Neytiri buru-buru menggeleng, “Tolong jangan sungkan, kami tidak membutuhkan apa pun dari kalian. Sekolah, rumah sakit, jalan raya—semua itu tak kami butuhkan, tolong jangan lagi membangun sesuatu di tanah kami.”
Qiao Lü hanya bisa tersenyum kecut. Rupanya inilah yang dulu coba diberikan para penjajah manusia di dunia Avatar.
Sejujurnya, membangun sekolah, rumah sakit, dan jalan raya untuk bangsa Na'vi lebih tepat disebut untuk memudahkan penjajahan, bukan benar-benar demi kebaikan mereka.
Sekolah hanya untuk mengajarkan bahasa Inggris, rumah sakit untuk meneliti tubuh bangsa Na'vi, dan jalan raya untuk mengangkut batuan superkonduktor ke kapal luar angkasa—tak ada satu pun yang benar-benar bermanfaat bagi bangsa Na'vi, wajar bila mereka menolaknya.
Qiao Lü menggeleng, “Tenang saja, kami berbeda dengan mereka. Kami pasti akan membawa hadiah yang benar-benar bermanfaat.”
Tanpa menunggu Neytiri berkata lebih jauh, Qiao Lü pun mengajak Liu Peiqiang dan Wang Lei meninggalkan permukiman Na'vi.
Tak lama setelah keluar dari Pohon Rumah, Qiao Lü berkata pada Liu Peiqiang, “Kabari tim penjelajah lain, sampel batuan superkonduktor sudah didapat, semua orang bisa bersiap untuk evakuasi.”
Liu Peiqiang mengangguk, lalu menghubungi Moss di stasiun luar angkasa Pengembara, melaporkan bahwa tugas mereka telah selesai.
Beberapa menit kemudian, seluruh penjelajah yang selamat menerima pesan berikut:
“Di sini Stasiun Luar Angkasa Pengembara. Kepada seluruh tim penjelajah Bumi Pengembara, tugas kalian telah selesai. Sekarang, segera menuju titik evakuasi terdekat dan gunakan roket untuk kembali ke stasiun. Terima kasih atas ketekunan dan pengorbanan kalian. Kini, kalian bisa pulang.”

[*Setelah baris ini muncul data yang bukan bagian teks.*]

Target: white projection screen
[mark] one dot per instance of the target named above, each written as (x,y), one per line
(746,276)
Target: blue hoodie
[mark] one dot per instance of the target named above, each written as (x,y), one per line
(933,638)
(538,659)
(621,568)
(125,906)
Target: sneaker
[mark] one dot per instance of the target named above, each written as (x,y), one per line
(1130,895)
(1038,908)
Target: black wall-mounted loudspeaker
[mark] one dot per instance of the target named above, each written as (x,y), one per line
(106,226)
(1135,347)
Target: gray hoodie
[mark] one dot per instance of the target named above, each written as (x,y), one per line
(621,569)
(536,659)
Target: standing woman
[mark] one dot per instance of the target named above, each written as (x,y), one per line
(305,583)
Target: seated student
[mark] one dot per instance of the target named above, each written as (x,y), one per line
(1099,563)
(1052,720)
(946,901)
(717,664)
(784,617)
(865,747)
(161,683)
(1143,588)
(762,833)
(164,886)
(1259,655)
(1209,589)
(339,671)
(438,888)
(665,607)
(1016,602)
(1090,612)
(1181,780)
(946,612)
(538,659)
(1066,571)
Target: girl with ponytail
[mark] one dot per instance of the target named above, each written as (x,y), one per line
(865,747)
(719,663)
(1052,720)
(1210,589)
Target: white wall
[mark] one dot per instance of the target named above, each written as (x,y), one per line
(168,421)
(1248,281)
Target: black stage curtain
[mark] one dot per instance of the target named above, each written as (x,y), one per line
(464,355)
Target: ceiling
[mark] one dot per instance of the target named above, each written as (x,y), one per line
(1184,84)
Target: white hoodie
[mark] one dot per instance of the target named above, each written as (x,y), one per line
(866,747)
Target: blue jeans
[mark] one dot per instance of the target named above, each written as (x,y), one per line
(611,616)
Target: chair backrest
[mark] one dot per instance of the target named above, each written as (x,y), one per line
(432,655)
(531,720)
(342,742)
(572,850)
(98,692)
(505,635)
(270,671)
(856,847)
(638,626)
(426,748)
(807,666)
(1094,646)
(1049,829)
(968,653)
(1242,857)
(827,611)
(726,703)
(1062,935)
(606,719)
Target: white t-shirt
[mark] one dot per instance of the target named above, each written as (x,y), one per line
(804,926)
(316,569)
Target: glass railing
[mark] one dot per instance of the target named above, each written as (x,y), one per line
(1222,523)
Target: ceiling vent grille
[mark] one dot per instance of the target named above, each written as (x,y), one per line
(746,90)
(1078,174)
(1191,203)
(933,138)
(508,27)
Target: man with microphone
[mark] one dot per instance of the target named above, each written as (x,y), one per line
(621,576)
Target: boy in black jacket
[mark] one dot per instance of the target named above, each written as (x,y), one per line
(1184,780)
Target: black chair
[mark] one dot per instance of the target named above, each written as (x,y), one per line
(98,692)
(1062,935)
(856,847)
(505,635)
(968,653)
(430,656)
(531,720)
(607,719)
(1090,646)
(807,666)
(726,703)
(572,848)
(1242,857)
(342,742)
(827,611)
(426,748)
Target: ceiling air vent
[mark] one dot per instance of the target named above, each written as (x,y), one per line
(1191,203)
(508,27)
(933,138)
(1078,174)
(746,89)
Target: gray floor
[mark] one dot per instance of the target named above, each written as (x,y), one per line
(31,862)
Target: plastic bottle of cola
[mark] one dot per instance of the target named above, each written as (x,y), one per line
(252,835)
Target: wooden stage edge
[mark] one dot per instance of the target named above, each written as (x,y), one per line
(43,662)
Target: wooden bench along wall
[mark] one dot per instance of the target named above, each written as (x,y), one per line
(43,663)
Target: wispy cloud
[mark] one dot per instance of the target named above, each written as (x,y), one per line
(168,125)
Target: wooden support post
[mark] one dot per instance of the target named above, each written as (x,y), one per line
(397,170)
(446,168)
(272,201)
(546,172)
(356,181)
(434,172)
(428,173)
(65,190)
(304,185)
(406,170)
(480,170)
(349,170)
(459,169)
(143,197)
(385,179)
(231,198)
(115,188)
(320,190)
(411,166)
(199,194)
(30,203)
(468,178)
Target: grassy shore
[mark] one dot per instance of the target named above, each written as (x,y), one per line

Beberapa kalimat singkat itu menimbulkan berbagai perasaan di hati para penjelajah yang mendengarnya.
Mereka boleh pulang, namun lebih banyak lagi yang telah gugur di tanah Pandora, bahkan tanpa meninggalkan satu pun jejak.
Kalian semua adalah pahlawan Bumi, kami selalu mengenang dan bangga pada kalian.
Dengan tekad itu, semua yang selamat mulai bergerak menuju titik-titik evakuasi yang telah ditentukan.
Rumah bukanlah yang tertinggal di belakang, melainkan tujuan di depan. Hanya dengan terus melangkah, para penyintas dapat membawa Bumi Pengembara menemukan jalan hidup di tengah semesta yang beku dan gelap!